À peine avait-elle pris ses aises sur le vieux lit que l’écran s’alluma, que les lumières s’éteignirent, que le déclic en elle, enfin, se fit.

De la chambre de la maternité aux bancs de l’école.

Des chocolats chauds du goûter de Mamy aux premiers baisers.

Des gifles de sa mère aux portes de l’ANPE.

De son mariage triste à la joie intense, mêlée d’une crainte absolue, d’être mère à son tour.

De ses drames d’enfant, absolus de détresse, à la solitude de sa pré-retraite anticipée.

 

Tout, tout cela, sur la lueur tiédasse d’un vieil écran, dans une piaule d’hôpital sordide.

Fascinée, ne sachant si l’instinct qui lui retournait les tripes était fiable, elle n’osait basculer dans le désespoir et vacillait, l’esprit au bord du vide, le regard rivé sur l’écran.

Sa vie, toute sa vie.

Pour l’éternité.

Lorsque l’accident, enfin, marqua le terme de l’émission, elle jugea qu’à la télé, la tôle que l’on sent se froisser n’était pas aussi effrayante que dans la vraie vie. Le choc d’être le seul point fixe, assise derrière le pare-brise, moins traumatisant.
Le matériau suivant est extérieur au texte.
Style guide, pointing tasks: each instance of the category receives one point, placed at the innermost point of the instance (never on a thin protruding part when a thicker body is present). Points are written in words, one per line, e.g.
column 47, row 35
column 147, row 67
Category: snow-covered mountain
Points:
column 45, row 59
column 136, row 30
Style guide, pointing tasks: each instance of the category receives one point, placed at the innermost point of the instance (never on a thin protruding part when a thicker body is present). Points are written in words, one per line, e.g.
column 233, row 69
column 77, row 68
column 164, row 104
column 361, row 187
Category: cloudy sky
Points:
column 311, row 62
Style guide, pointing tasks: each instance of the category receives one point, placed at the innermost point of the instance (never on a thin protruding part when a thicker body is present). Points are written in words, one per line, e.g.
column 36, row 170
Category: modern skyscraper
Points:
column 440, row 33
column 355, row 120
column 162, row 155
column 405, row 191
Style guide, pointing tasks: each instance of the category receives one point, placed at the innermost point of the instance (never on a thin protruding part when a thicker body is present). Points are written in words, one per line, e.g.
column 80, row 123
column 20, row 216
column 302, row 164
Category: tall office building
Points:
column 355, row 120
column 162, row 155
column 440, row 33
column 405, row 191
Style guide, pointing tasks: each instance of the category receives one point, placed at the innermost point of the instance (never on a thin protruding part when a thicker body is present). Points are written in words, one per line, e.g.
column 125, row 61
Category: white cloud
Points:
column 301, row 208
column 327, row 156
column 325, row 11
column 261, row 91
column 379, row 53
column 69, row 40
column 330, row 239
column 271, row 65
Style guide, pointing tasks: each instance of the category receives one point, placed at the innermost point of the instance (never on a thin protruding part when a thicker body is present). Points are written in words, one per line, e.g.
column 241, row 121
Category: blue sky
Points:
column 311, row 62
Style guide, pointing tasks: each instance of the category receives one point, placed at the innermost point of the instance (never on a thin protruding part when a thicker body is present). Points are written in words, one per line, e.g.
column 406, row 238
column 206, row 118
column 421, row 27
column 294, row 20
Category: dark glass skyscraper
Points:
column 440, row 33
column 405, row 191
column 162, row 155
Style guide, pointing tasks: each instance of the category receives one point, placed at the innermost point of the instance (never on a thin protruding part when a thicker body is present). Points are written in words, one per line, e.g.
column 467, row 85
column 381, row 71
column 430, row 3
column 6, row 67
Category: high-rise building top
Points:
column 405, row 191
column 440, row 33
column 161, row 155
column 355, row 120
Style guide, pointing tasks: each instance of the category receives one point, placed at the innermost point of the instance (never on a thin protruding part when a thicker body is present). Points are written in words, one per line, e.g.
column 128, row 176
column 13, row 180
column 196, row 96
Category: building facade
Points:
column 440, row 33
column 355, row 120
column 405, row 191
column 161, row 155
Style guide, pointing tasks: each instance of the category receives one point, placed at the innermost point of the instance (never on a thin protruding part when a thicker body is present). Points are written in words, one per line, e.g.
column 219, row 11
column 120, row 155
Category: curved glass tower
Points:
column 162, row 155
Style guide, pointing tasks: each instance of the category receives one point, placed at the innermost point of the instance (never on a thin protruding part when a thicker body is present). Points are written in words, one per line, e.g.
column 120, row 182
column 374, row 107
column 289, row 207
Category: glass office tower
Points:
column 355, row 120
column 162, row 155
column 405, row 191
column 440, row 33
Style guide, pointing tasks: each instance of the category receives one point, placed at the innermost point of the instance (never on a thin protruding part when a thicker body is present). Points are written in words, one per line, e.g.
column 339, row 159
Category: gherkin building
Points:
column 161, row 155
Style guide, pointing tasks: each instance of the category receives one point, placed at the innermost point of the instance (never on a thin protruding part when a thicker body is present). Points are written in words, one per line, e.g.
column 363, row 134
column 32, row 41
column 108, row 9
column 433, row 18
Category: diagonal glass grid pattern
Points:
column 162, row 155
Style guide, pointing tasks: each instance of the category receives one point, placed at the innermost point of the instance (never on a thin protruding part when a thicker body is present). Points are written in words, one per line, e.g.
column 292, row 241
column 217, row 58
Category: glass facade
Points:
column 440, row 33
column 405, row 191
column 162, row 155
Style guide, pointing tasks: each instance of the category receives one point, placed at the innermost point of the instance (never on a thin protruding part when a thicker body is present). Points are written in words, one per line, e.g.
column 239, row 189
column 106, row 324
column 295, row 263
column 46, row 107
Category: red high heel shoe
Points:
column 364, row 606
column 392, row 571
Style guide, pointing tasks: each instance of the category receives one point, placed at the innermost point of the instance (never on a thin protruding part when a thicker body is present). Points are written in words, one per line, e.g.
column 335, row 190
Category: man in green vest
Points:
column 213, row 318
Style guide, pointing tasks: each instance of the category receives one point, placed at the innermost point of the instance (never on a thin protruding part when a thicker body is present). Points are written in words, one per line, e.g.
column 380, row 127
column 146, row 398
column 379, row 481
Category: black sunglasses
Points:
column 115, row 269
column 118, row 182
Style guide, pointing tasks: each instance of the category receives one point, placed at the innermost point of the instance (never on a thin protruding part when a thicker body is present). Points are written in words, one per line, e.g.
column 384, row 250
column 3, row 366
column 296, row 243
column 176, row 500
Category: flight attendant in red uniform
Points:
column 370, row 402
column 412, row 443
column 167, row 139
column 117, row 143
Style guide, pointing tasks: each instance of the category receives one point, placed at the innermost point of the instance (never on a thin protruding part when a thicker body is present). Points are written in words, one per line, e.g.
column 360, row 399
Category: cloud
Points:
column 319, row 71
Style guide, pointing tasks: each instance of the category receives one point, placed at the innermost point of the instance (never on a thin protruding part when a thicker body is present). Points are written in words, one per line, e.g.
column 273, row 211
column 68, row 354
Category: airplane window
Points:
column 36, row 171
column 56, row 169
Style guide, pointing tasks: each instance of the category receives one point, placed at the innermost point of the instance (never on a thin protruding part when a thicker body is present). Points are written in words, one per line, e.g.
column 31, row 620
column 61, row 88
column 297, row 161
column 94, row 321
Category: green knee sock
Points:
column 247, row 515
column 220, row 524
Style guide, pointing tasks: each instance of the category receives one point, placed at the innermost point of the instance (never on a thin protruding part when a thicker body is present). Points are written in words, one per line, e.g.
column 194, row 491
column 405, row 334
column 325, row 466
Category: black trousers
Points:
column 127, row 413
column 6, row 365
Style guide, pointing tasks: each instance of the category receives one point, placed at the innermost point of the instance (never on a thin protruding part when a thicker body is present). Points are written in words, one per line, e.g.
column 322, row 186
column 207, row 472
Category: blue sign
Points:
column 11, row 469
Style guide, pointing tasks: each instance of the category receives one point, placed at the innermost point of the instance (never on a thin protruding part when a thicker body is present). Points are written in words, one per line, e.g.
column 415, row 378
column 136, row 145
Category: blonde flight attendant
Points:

Ça y était, le film de sa vie s’achevait. L’écran s’éteignit.

Elle se leva, déboussolée, mais avide de quitter la chambre, de sortir de cet enfer, de ne plus être spectatrice de sa vie éteinte. Elle frappa à la porte. Sans résultats.

Sur l’écran, le film, rembobiné, redémarrait. Et, alors seulement, elle sentit le vertige.